Nach dem Sohar sind Tohu und Bohu der Abgrund (mit der Finsternis darüber) und die Wasser (über denen der Geist Gottes brütet).
Die Kirche ist das steinerne Herz der Welt; aber garantiert dieses steinerne Herz, daß die Pforten der Hölle sie nicht überwältigen? Vgl. Ranke-Graves: Hebräische Mythologie, S. 52f.
Adorno hat einmal festgestellt, daß Philosophie heute deshalb von den Studenten nicht mehr verstanden werde, weil sie aus jedem Satz nur noch heraushören, wofür oder wogegen er sei. Ich glaube, das drückt aufs genaueste aus, was das Bild vom Baum der Erkenntnis des Guten und Bösen im Zusammenhang mit dem Sündenfall bezeichnet.
Der gordische Knoten war der Knoten, mit dem das Joch an die Deichsel des Ochsenkarrens gebunden war. Was ist das Joch, und was ist die Deichsel?

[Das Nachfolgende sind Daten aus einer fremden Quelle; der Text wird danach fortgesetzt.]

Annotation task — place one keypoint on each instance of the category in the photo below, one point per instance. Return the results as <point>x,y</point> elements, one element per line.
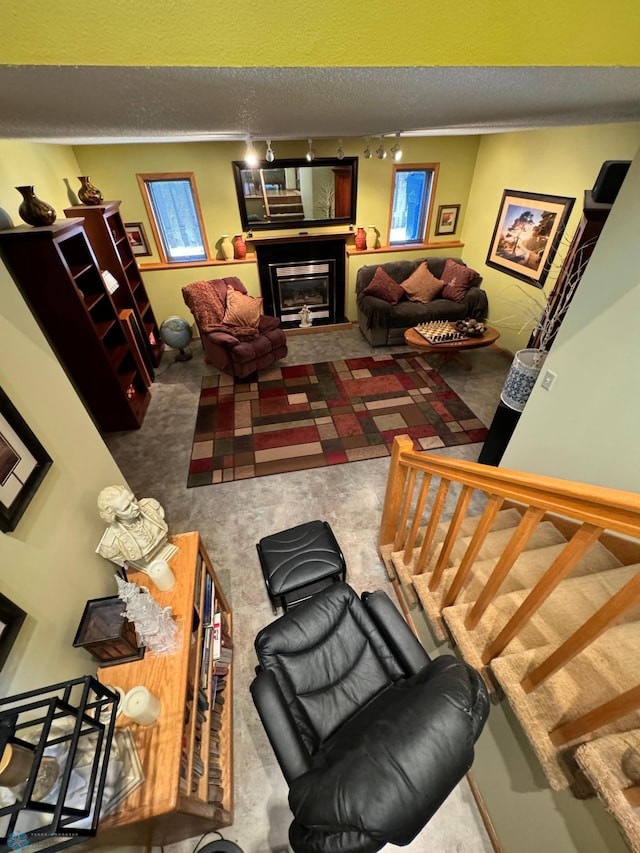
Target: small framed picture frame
<point>447,219</point>
<point>11,619</point>
<point>137,238</point>
<point>23,465</point>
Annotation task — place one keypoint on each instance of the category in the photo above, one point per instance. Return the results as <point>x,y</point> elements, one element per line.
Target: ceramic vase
<point>372,237</point>
<point>239,248</point>
<point>33,210</point>
<point>226,248</point>
<point>88,194</point>
<point>521,378</point>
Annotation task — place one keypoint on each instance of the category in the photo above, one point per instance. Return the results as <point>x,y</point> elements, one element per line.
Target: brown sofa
<point>384,324</point>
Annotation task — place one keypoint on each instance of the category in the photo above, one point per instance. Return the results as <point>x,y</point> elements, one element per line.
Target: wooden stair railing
<point>592,509</point>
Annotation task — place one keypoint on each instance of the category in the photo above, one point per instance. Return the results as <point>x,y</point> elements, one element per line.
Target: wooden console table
<point>173,801</point>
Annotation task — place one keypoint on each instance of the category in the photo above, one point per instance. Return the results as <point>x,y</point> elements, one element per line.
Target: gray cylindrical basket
<point>521,378</point>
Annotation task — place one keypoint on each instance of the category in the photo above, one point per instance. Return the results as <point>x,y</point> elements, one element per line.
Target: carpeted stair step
<point>505,519</point>
<point>600,673</point>
<point>612,765</point>
<point>568,607</point>
<point>496,541</point>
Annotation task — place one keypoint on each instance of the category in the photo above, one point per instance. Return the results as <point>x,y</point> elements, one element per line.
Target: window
<point>172,203</point>
<point>412,192</point>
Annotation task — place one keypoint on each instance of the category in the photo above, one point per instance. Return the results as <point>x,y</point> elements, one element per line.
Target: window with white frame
<point>412,193</point>
<point>171,200</point>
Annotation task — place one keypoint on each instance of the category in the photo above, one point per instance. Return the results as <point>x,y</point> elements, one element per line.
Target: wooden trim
<point>143,177</point>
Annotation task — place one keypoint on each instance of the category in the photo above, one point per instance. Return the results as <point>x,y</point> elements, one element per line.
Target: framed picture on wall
<point>23,464</point>
<point>527,234</point>
<point>447,219</point>
<point>11,619</point>
<point>137,238</point>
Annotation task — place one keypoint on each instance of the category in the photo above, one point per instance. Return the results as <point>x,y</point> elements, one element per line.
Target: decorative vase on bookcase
<point>88,194</point>
<point>239,248</point>
<point>226,248</point>
<point>372,237</point>
<point>33,210</point>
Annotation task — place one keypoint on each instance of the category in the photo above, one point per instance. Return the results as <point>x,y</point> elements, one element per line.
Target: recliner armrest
<point>397,634</point>
<point>289,749</point>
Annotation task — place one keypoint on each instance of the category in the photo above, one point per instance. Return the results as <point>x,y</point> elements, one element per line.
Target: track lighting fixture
<point>269,156</point>
<point>311,154</point>
<point>250,157</point>
<point>396,151</point>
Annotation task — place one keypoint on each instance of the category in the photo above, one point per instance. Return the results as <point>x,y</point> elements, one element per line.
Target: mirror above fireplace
<point>297,193</point>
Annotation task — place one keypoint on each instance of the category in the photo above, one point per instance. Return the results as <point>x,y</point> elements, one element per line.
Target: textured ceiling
<point>85,104</point>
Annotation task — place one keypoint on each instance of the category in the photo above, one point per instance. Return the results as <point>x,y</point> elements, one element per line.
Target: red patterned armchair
<point>236,337</point>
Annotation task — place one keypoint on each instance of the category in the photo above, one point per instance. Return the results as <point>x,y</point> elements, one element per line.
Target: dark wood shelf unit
<point>58,275</point>
<point>105,230</point>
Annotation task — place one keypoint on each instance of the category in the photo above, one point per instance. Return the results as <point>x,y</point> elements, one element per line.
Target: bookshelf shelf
<point>187,755</point>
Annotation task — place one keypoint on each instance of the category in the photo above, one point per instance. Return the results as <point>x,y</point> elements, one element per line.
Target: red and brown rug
<point>312,415</point>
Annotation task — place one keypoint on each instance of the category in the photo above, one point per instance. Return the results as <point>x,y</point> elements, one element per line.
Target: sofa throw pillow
<point>242,310</point>
<point>457,280</point>
<point>384,287</point>
<point>204,303</point>
<point>422,285</point>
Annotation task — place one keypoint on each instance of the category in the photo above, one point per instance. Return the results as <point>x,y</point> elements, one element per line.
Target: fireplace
<point>296,273</point>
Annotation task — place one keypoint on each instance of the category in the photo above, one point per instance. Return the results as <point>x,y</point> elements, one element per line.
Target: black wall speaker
<point>609,181</point>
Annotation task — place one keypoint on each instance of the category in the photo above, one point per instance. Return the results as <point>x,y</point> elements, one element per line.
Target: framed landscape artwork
<point>23,464</point>
<point>527,234</point>
<point>447,219</point>
<point>11,619</point>
<point>137,238</point>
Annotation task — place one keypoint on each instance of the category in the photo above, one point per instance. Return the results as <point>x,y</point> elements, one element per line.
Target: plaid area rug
<point>312,415</point>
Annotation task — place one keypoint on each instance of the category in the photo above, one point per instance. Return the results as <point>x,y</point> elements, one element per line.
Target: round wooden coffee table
<point>453,349</point>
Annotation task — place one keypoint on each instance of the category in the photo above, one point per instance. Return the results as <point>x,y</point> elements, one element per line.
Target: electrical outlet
<point>548,379</point>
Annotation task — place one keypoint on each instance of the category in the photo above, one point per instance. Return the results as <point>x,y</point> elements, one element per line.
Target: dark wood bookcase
<point>58,274</point>
<point>105,230</point>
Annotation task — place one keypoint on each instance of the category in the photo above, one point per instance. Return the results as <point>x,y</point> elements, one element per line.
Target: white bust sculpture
<point>136,532</point>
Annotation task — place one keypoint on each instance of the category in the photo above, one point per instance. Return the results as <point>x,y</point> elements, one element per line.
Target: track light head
<point>311,154</point>
<point>396,151</point>
<point>250,157</point>
<point>269,156</point>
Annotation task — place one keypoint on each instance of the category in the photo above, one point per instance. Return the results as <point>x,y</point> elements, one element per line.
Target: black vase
<point>88,194</point>
<point>33,210</point>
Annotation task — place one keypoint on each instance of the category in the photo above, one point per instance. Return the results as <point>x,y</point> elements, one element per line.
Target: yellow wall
<point>48,565</point>
<point>408,32</point>
<point>562,161</point>
<point>113,169</point>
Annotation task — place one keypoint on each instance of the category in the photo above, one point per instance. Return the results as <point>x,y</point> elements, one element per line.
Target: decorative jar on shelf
<point>239,248</point>
<point>33,210</point>
<point>226,248</point>
<point>88,194</point>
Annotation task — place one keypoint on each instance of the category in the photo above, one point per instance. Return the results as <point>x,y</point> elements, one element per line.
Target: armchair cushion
<point>242,311</point>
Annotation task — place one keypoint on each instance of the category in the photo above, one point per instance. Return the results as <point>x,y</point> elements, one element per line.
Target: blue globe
<point>176,332</point>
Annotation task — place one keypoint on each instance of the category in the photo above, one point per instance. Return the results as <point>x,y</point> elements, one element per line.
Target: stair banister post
<point>395,489</point>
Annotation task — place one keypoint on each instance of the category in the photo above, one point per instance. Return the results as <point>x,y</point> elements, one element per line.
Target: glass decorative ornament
<point>33,210</point>
<point>269,156</point>
<point>88,194</point>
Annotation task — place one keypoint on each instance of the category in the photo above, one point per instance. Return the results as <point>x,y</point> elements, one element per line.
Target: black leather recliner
<point>371,734</point>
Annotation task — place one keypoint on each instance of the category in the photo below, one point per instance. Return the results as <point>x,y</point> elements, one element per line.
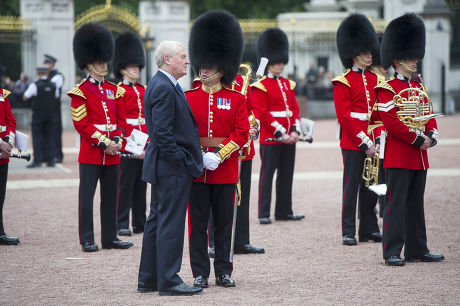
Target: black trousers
<point>280,158</point>
<point>108,176</point>
<point>404,216</point>
<point>3,179</point>
<point>353,162</point>
<point>163,241</point>
<point>242,213</point>
<point>203,197</point>
<point>132,194</point>
<point>58,142</point>
<point>44,128</point>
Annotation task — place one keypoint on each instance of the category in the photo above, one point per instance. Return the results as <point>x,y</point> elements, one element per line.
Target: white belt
<point>135,121</point>
<point>106,127</point>
<point>360,116</point>
<point>283,114</point>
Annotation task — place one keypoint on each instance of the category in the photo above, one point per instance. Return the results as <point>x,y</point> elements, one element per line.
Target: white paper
<point>307,126</point>
<point>21,141</point>
<point>135,143</point>
<point>383,138</point>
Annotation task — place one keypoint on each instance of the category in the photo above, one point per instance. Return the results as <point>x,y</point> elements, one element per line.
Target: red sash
<point>95,91</point>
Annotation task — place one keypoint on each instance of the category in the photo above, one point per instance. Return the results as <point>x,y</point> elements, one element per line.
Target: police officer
<point>57,78</point>
<point>128,61</point>
<point>99,117</point>
<point>216,48</point>
<point>278,112</point>
<point>353,99</point>
<point>44,117</point>
<point>406,157</point>
<point>7,135</point>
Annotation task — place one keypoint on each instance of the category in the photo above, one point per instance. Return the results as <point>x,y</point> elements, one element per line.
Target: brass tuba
<point>371,175</point>
<point>415,110</point>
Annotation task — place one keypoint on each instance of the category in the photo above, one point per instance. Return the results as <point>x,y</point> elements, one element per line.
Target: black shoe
<point>248,249</point>
<point>181,289</point>
<point>117,244</point>
<point>212,252</point>
<point>290,218</point>
<point>138,229</point>
<point>5,240</point>
<point>349,240</point>
<point>146,287</point>
<point>428,257</point>
<point>89,247</point>
<point>201,281</point>
<point>265,221</point>
<point>376,237</point>
<point>394,260</point>
<point>225,280</point>
<point>34,165</point>
<point>124,232</point>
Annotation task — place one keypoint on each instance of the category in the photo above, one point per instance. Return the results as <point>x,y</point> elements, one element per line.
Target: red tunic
<point>238,85</point>
<point>353,99</point>
<point>220,114</point>
<point>402,149</point>
<point>97,121</point>
<point>133,99</point>
<point>276,107</point>
<point>7,120</point>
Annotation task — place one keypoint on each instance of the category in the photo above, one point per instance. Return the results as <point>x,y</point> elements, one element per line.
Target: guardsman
<point>242,243</point>
<point>216,48</point>
<point>7,135</point>
<point>128,62</point>
<point>353,99</point>
<point>57,78</point>
<point>99,117</point>
<point>277,109</point>
<point>406,158</point>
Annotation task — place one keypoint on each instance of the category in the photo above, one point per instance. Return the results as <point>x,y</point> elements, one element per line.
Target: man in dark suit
<point>172,159</point>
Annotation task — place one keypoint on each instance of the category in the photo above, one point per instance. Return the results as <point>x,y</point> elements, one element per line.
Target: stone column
<point>53,22</point>
<point>167,20</point>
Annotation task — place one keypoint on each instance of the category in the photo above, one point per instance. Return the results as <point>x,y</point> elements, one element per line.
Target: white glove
<point>211,161</point>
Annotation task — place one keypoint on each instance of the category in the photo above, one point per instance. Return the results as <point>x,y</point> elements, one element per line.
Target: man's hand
<point>294,137</point>
<point>285,138</point>
<point>112,148</point>
<point>254,133</point>
<point>211,161</point>
<point>371,151</point>
<point>426,143</point>
<point>5,148</point>
<point>141,156</point>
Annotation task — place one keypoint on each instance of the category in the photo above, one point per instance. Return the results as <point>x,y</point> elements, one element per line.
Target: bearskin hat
<point>273,44</point>
<point>91,43</point>
<point>128,51</point>
<point>404,38</point>
<point>355,35</point>
<point>216,40</point>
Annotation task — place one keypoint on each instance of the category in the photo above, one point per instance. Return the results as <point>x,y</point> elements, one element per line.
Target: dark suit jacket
<point>172,130</point>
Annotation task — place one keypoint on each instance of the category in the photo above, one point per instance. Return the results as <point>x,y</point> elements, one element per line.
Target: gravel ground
<point>304,263</point>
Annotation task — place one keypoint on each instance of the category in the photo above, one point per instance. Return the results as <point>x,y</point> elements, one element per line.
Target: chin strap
<point>91,67</point>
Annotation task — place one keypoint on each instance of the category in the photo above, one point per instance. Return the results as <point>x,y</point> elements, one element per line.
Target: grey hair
<point>166,47</point>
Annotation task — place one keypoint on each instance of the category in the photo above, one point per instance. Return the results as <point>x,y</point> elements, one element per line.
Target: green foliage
<point>83,5</point>
<point>263,9</point>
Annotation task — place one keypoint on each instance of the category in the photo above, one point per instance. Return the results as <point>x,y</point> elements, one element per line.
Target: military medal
<point>110,94</point>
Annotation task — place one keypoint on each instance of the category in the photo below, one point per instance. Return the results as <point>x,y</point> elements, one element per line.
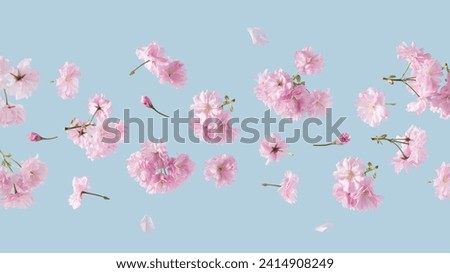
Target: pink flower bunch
<point>442,182</point>
<point>21,82</point>
<point>222,168</point>
<point>354,189</point>
<point>156,171</point>
<point>16,187</point>
<point>93,137</point>
<point>211,122</point>
<point>167,70</point>
<point>67,83</point>
<point>424,81</point>
<point>288,96</point>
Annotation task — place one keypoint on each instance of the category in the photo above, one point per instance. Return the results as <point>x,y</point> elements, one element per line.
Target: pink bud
<point>344,138</point>
<point>35,137</point>
<point>146,101</point>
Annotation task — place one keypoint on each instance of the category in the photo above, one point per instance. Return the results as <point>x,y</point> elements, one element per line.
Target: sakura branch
<point>81,187</point>
<point>287,188</point>
<point>167,70</point>
<point>35,137</point>
<point>16,187</point>
<point>354,188</point>
<point>288,95</point>
<point>343,139</point>
<point>411,148</point>
<point>422,78</point>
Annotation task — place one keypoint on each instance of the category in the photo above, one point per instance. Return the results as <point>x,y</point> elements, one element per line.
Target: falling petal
<point>323,227</point>
<point>147,224</point>
<point>258,36</point>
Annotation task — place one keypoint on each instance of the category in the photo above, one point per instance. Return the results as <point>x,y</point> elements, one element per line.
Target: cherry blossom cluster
<point>288,95</point>
<point>411,148</point>
<point>354,188</point>
<point>211,122</point>
<point>90,135</point>
<point>16,187</point>
<point>167,70</point>
<point>68,81</point>
<point>21,82</point>
<point>156,171</point>
<point>422,78</point>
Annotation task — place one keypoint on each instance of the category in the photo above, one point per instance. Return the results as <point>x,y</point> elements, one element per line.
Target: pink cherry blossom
<point>146,101</point>
<point>99,106</point>
<point>258,36</point>
<point>147,224</point>
<point>24,80</point>
<point>442,182</point>
<point>343,139</point>
<point>11,114</point>
<point>274,149</point>
<point>288,189</point>
<point>319,101</point>
<point>349,172</point>
<point>414,153</point>
<point>222,169</point>
<point>156,171</point>
<point>173,73</point>
<point>307,62</point>
<point>68,81</point>
<point>323,227</point>
<point>6,184</point>
<point>371,107</point>
<point>80,185</point>
<point>5,69</point>
<point>155,56</point>
<point>34,137</point>
<point>207,104</point>
<point>32,173</point>
<point>18,200</point>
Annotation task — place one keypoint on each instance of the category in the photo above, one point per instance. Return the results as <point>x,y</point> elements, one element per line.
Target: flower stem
<point>162,114</point>
<point>139,66</point>
<point>271,185</point>
<point>95,194</point>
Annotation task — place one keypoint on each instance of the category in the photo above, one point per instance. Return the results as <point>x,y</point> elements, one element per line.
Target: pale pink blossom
<point>319,101</point>
<point>6,184</point>
<point>349,172</point>
<point>222,169</point>
<point>5,69</point>
<point>18,200</point>
<point>172,72</point>
<point>273,149</point>
<point>11,114</point>
<point>307,62</point>
<point>323,227</point>
<point>147,224</point>
<point>24,80</point>
<point>258,36</point>
<point>371,107</point>
<point>442,182</point>
<point>32,173</point>
<point>68,81</point>
<point>207,104</point>
<point>80,185</point>
<point>154,54</point>
<point>414,153</point>
<point>343,139</point>
<point>288,189</point>
<point>99,106</point>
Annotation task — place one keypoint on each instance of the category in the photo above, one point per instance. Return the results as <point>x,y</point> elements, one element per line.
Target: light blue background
<point>357,41</point>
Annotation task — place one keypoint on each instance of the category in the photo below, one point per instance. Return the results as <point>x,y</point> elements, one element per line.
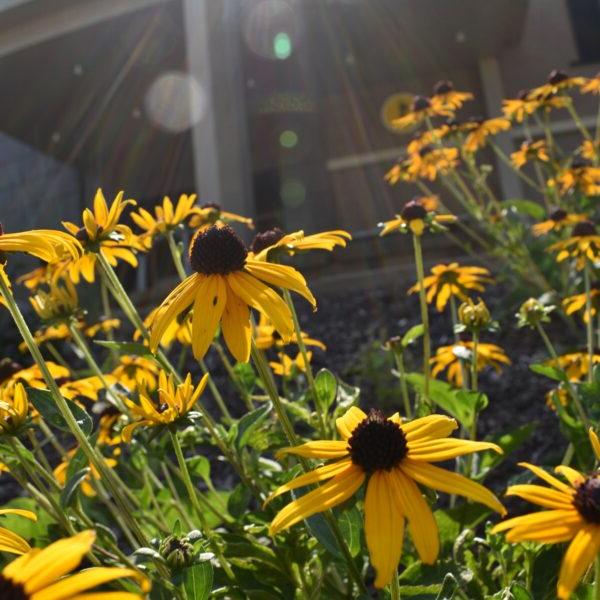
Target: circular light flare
<point>175,101</point>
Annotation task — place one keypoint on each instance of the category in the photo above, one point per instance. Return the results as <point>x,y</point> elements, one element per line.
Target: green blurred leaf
<point>326,389</point>
<point>45,404</point>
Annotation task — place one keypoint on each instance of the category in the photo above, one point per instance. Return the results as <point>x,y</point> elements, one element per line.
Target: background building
<point>273,108</point>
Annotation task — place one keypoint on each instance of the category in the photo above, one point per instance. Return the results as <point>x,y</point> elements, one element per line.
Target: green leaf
<point>412,334</point>
<point>69,492</point>
<point>550,372</point>
<point>326,389</point>
<point>461,404</point>
<point>526,207</point>
<point>45,404</point>
<point>250,422</point>
<point>125,347</point>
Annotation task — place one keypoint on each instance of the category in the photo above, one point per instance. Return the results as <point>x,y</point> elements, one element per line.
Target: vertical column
<point>493,91</point>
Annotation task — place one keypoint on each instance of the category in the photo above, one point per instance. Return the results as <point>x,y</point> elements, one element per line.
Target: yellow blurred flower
<point>449,357</point>
<point>452,280</point>
<point>174,402</point>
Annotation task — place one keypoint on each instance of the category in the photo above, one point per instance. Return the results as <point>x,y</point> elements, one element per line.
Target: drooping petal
<point>334,492</point>
<point>384,527</point>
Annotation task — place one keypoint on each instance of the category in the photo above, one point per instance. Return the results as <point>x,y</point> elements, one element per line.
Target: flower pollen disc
<point>217,251</point>
<point>377,443</point>
<point>587,499</point>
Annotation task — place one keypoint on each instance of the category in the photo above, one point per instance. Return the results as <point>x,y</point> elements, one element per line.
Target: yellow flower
<point>226,282</point>
<point>573,516</point>
<point>10,541</point>
<point>556,221</point>
<point>60,302</point>
<point>212,214</point>
<point>288,366</point>
<point>174,402</point>
<point>422,108</point>
<point>102,233</point>
<point>575,364</point>
<point>481,129</point>
<point>395,457</point>
<point>266,336</point>
<point>60,473</point>
<point>446,98</point>
<point>166,217</point>
<point>44,574</point>
<point>584,244</point>
<point>452,280</point>
<point>578,301</point>
<point>134,371</point>
<point>274,239</point>
<point>416,217</point>
<point>429,161</point>
<point>530,151</point>
<point>14,409</point>
<point>449,357</point>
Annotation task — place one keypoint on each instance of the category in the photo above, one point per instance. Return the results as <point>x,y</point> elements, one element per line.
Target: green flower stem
<point>231,372</point>
<point>193,496</point>
<point>309,374</point>
<point>91,361</point>
<point>266,376</point>
<point>395,588</point>
<point>95,458</point>
<point>572,389</point>
<point>424,317</point>
<point>590,320</point>
<point>216,394</point>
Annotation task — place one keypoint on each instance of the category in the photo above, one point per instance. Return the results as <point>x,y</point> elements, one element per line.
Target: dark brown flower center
<point>9,590</point>
<point>557,76</point>
<point>413,210</point>
<point>217,251</point>
<point>377,443</point>
<point>583,229</point>
<point>587,499</point>
<point>558,215</point>
<point>265,239</point>
<point>420,103</point>
<point>443,87</point>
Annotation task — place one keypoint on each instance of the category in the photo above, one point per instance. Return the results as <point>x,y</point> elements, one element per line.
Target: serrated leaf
<point>46,406</point>
<point>326,390</point>
<point>69,492</point>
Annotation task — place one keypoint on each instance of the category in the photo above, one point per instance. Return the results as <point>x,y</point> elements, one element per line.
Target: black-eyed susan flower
<point>392,457</point>
<point>452,280</point>
<point>577,302</point>
<point>9,540</point>
<point>135,371</point>
<point>573,516</point>
<point>529,151</point>
<point>422,108</point>
<point>582,245</point>
<point>102,233</point>
<point>556,221</point>
<point>227,281</point>
<point>46,574</point>
<point>212,213</point>
<point>479,131</point>
<point>450,357</point>
<point>14,409</point>
<point>266,336</point>
<point>174,402</point>
<point>429,161</point>
<point>287,367</point>
<point>416,217</point>
<point>274,240</point>
<point>576,365</point>
<point>446,98</point>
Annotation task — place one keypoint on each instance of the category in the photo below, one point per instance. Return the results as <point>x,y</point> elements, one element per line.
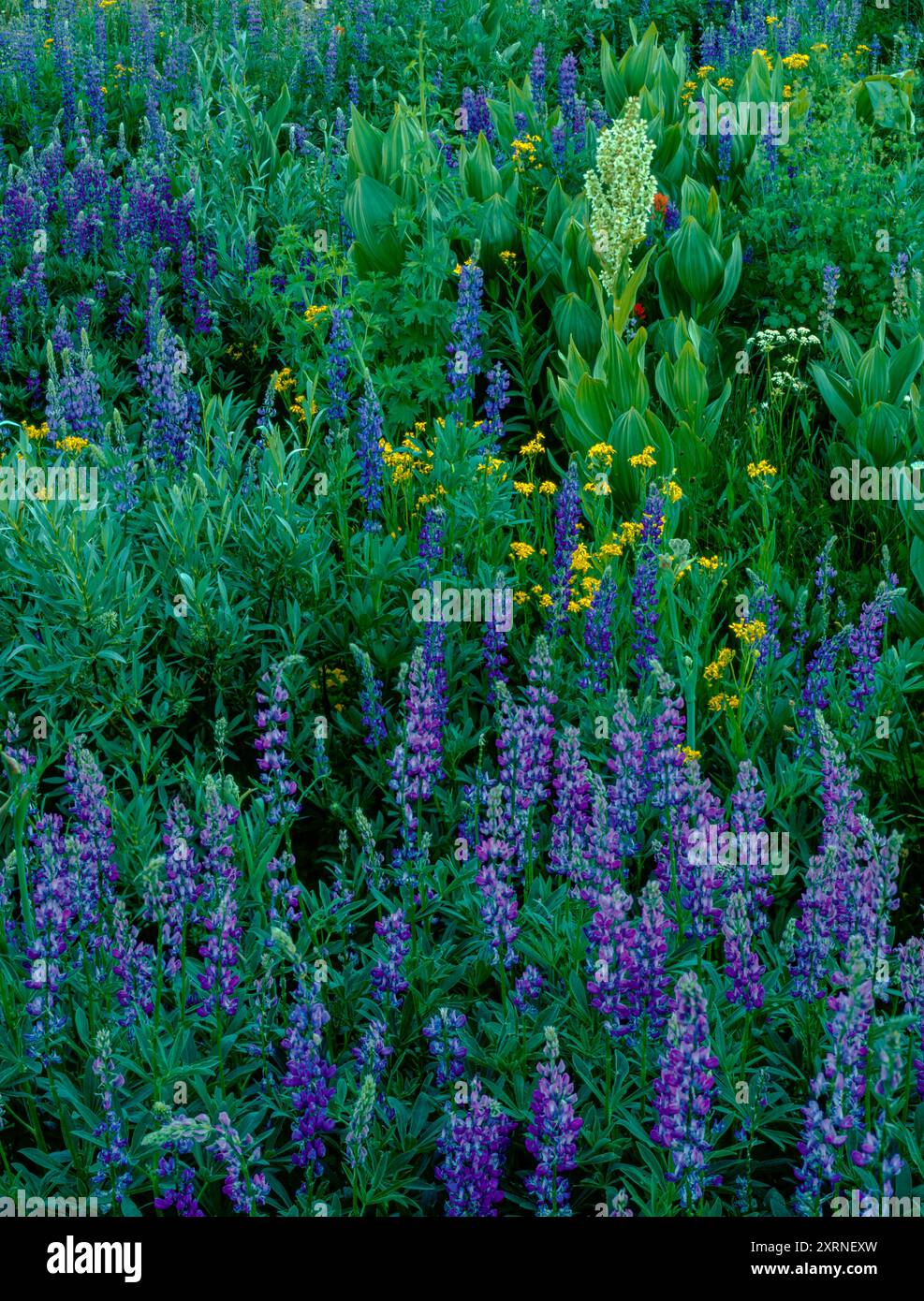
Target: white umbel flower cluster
<point>621,190</point>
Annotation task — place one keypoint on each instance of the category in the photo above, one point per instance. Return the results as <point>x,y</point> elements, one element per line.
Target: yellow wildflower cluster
<point>524,153</point>
<point>70,443</point>
<point>713,671</point>
<point>601,452</point>
<point>721,701</point>
<point>643,460</point>
<point>749,633</point>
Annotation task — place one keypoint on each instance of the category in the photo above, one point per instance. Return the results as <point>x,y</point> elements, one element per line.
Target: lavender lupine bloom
<point>494,401</point>
<point>53,907</point>
<point>373,1051</point>
<point>570,820</point>
<point>552,1137</point>
<point>753,876</point>
<point>499,899</point>
<point>440,1031</point>
<point>567,86</point>
<point>527,989</point>
<point>242,1187</point>
<point>473,1147</point>
<point>339,349</point>
<point>537,76</point>
<point>837,1090</point>
<point>742,966</point>
<point>112,1170</point>
<point>864,643</point>
<point>464,349</point>
<point>95,870</point>
<point>683,1091</point>
<point>369,432</point>
<point>830,277</point>
<point>74,404</point>
<point>566,537</point>
<point>417,761</point>
<point>610,955</point>
<point>170,403</point>
<point>911,983</point>
<point>644,582</point>
<point>133,963</point>
<point>629,783</point>
<point>272,724</point>
<point>307,1079</point>
<point>387,974</point>
<point>648,1001</point>
<point>559,147</point>
<point>370,699</point>
<point>599,637</point>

Man kommt der Sache näher, wenn man die transzendentale Logik, den transzendentalen Apparat insgesamt, als eine Gottesfurcht-Vermeidungs-Maschine begreift. Zentrale Bedeutung bei dem Versuch, das zu reflektieren, hat der Weltbegriff.
Die Idee der Schöpfung ist eine apokalyptische Idee. Das transzendentale Subjekt muß sich über den unendlichen, tantalischen Prozeß an das unerreichbare Ende der Zeit setzen, um die Vergangenheit als Totalität und sich als Subjekt (d.h. die Welt als Deckel auf der toten, vergangenen Natur) konstituieren zu können. Das Instrument, mit dessen Hilfe das allein gelingt, ist die Mathematisierung des Raumes (die Reversibilität der Richtungen und die Orthogonalität ihrer Beziehungen); das impliziert die Vernichtung der Schöpfungsidee und hat die Konstituierung des Objekt- und Materiebegriffs zur Folge (das „Staub bist du, und zu Staub wirst du wieder werden“, zu dem gleichen Staub, den die Schlange frißt, von dem sie sich nährt: das Objekt steht in einer – durch das Ende der Zeit vermittelten – orthogonalen Beziehung zum Begriff; Orthogonalität als Kern der Urteilstheorie, Zentrum der Ontologie und der Orthodoxie, Grund der „verandernden Kraft des Seins“). Vorbild dieser ebenso verhängnisvollen wie skandalösen Erkenntnisbegründung ist die Dogmatisierung des Bekenntnisses (und ihres Kerns: die Entfaltung der Trinitätslehre, der Christologie und der Opfertheologie), die Begründung der Orthodoxie. Ist Petrus der Stein, der hier zu Staub zermahlen wird?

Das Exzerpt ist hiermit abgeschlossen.